Generate anime using a DCGAN model
Explore image synthesis process that was established using GANs in the paper Generative Adversarial Networks by introducing a Deep Convolutional Generative Adversarial Network (DGCAN).
Abstract
Generative Adversarial Networks (GANs) are networks involving two neural networks, generator & discriminator, in which the gain from one is the loss of another. GANs have been implemented to accomplish tasks such as image synthesis, data augmentation tasks, and improving image compression to name a few. Examples of this can be demonstrated by NVIDIA who is using GANs to create realistic faces. Such networks are important since with them we are able to create new data with already existing data. For this project, a Deep Convolutional Generative Adversarial Network (DCGAN) will be implemented which still contains both a generator and discriminator, only the architecture will differ from that of a normal GAN. The generator will map a noise vector and map it to the size of the output & the discriminator will do the steps backward. Results showing noise would indicate a faulty network structure, meaning some part of the network needs some tweaking. For successful results we expect to see some form of anime face whether it’s fully defined or not, meaning if we are expecting to see some image and not noise. I propose a bare-bones DCGAN that will be able to generate images to generate a better understanding of image synthesis and GANs.
Data
The dataset used in this project was the Anime Faces dataset which can be found at Kaggle it contains 20,000+ 64x64 RBG images of anime faces. The dataset was chosen to make the project 'interesting' & 'fun' for lack of better words in order to train the model to generate anime faces, Japanese cartoon character faces.
Approach
The architecture used will be the DCGAN, as mentioned since the images are of low resolution/quality. The choice of this architecture stems from not only being ideal for dealing with low-resolution images but also from an implementation and modification standpoint. Since, this architecture is not as complex and of such a high caliber as a StyleGAN architecture, since there are many other aspects to this type of architecture other than a generator and discriminator. The model will contain a generator and discriminator network which will play a 'game' between the two so to speak as the generator attempts to 'fool' the discriminator and the discriminator attempts to differenciate the difference between the fake and real images.

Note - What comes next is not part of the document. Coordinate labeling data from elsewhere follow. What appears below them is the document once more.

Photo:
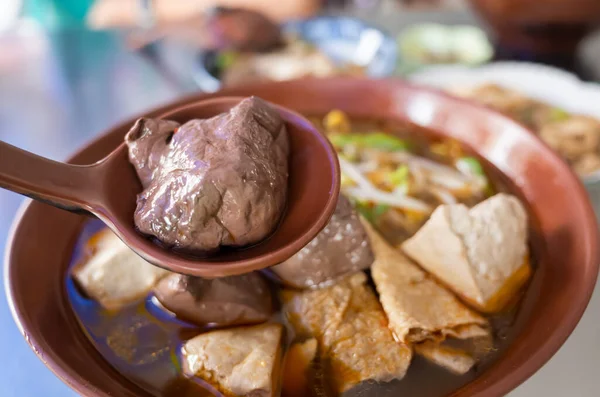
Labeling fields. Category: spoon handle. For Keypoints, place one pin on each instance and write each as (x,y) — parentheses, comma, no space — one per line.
(62,185)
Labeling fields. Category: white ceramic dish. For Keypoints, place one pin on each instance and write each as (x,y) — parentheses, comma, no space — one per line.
(546,83)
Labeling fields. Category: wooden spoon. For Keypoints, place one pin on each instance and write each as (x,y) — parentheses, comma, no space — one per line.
(108,190)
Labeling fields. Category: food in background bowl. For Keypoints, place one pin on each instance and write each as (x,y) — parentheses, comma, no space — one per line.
(295,59)
(317,47)
(575,137)
(398,186)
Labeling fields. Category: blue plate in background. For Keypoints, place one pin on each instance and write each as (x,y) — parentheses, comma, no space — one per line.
(338,37)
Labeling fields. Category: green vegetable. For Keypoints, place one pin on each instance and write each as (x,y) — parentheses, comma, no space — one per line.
(557,114)
(379,140)
(225,59)
(376,140)
(379,210)
(399,177)
(371,212)
(470,165)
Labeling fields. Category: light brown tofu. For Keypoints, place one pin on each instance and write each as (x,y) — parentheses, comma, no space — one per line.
(480,253)
(296,369)
(238,361)
(417,306)
(113,274)
(352,332)
(454,360)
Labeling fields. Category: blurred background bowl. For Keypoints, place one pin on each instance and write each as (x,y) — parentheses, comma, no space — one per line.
(337,37)
(545,83)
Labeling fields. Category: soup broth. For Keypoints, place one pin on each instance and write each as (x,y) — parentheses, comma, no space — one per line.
(143,340)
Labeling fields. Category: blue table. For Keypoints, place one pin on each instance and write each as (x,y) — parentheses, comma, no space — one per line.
(57,91)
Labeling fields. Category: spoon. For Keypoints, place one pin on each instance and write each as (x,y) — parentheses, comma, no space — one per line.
(107,189)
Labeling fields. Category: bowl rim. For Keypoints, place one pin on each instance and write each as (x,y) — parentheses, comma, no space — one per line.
(519,372)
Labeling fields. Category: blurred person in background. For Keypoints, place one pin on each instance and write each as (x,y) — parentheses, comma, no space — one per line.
(126,13)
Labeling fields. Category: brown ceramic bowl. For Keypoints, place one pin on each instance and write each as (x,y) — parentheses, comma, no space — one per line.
(565,236)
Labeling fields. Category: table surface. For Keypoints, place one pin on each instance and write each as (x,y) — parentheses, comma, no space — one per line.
(59,90)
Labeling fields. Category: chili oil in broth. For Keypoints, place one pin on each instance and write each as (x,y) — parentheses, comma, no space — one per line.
(143,340)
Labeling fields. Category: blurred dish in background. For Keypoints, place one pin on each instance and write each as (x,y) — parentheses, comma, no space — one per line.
(317,47)
(555,104)
(110,14)
(430,43)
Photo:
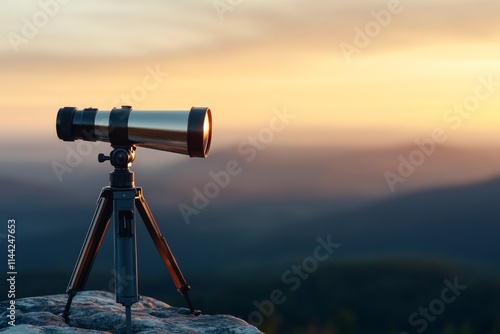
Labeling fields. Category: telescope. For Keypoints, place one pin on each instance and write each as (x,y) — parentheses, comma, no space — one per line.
(180,131)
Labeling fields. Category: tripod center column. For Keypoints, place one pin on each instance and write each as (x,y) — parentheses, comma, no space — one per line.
(126,282)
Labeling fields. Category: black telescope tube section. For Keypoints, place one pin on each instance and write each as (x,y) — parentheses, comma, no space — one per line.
(83,124)
(198,142)
(73,124)
(64,123)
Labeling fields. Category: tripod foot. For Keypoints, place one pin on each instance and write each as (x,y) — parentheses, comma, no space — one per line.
(66,313)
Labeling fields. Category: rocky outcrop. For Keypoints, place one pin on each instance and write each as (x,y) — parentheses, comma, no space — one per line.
(97,312)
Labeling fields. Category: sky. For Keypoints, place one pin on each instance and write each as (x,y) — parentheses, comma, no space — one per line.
(349,72)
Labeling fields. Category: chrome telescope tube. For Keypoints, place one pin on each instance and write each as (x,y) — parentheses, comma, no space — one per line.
(179,131)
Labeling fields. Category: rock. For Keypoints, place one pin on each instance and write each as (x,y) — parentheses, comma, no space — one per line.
(97,312)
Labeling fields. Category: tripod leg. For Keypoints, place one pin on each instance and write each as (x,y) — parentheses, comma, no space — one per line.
(90,247)
(162,247)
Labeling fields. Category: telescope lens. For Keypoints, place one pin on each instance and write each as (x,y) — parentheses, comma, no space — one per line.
(207,131)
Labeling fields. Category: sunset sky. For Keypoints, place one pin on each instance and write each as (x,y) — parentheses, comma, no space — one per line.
(407,66)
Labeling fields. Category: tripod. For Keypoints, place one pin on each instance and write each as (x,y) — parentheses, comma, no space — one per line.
(117,202)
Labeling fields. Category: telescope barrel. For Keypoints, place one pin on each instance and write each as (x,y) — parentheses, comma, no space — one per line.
(180,131)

Images generated by the generator after training about 2,000 epochs resulted in quick generation of images with some facial distortion.
The model quickly stalled as the discriminator had a floor accuracy of ~83% showing the generator was able to 'fool' the discriminator rather quickly.
Images shown are images generated by every 1000th epoch
The DCGAN model created quickly reached a peak in accuracy for the discriminator and stalled in progress for the remainder of the training. This poses the issue that the generator was able to fool the discriminator rather quickly and the image quality was not able to progress any further.
Testing Dataset
The dataset that was used to measure how effective the model is when compared to other models was the selfie2anime dataset which was used when comparing the FID score of the other models.
FID evaluation
Evaluation of the GAN model was done by the Frechet Inception Distance(FID) which determines the distance between the space vectors between the generated images and fake images. A lower FID score is wanted since the lower the distance the more similar the images. The proposed DCGAN model underperformed in the dataset that was used and also in the dataset that was used to compare to other models. This could be due to not locking the generator and training the discriminator when training stalls.
Future Work
Additional model modifications such as attempting to turn off training on the generator whilst training the discriminator needs to be explored.
Pick a broader dataset as the current dataset contains only facial features, it would be interesting to see images with backgrounds or full body image synthesis.